Andrew McKay

Personal information
- Full name: Andrew T. McKay
- Place of birth: Scotland
- Position: Forward / Midfielder

Youth career
- 1983, 1985–1986: Catawba College

Senior career*
- Years: Team / Apps / (Gls)
- 1990: Orlando Lions
- 1991–1993: Fort Lauderdale Strikers / 42 / (8)
- 1994–1998: Buffalo Blizzard (indoor)
- 1996–1998: Rochester Rhinos / 70 / (2)
- 2000–2001: St. Catharines Wolves

= Andrew McKay (soccer) =

Scottish-American soccer player

Andrew "Yogi" McKay is a retired Scottish American association football (soccer) player who played professionally in the United States.

McKay graduated from Arcadia High School in Greece, New York. He attended Catawba College, playing on the school's soccer team in 1983, 1985 and 1986. He holds numerous school records including goals scored in a game, all time season and career assists leader. McKay played for Greece Soccer Club Rangers and Team Lapine, both are amateur teams. In 1990, he turned professional with the Orlando Lions of the American Professional Soccer League. When the Lions merged with the Fort Lauderdale Strikers in 1991, McKay was the only Lions player to remain with the team for the 1991 season.
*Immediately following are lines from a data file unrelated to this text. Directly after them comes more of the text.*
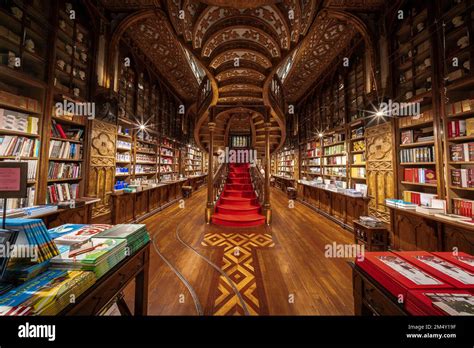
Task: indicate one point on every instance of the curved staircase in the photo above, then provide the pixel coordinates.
(238, 205)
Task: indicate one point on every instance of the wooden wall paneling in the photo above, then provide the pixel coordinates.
(414, 233)
(381, 177)
(102, 166)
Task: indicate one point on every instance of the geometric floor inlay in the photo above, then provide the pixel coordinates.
(239, 264)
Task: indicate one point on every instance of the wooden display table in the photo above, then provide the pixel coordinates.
(109, 287)
(130, 207)
(417, 231)
(339, 207)
(283, 183)
(370, 298)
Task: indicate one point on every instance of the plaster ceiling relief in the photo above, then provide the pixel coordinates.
(268, 14)
(241, 54)
(129, 4)
(155, 39)
(240, 100)
(327, 39)
(240, 88)
(239, 33)
(355, 4)
(240, 73)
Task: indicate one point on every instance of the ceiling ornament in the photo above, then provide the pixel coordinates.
(268, 14)
(240, 88)
(155, 38)
(242, 54)
(241, 33)
(238, 73)
(328, 37)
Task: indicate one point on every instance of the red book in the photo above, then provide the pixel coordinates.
(440, 268)
(429, 302)
(397, 275)
(61, 131)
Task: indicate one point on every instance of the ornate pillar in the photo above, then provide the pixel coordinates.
(210, 176)
(267, 211)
In 1994, McKay moved indoors with the Buffalo Blizzard of the National Professional Soccer League. From 1996 to 1998, he played for the Rochester Rhinos in the USISL A-League. In 2000, he signed with St. Catharines Wolves of the Canadian Professional Soccer League. In the 2001 season he won the CPSL Championship by defeating Toronto Supra by a score of 1–0.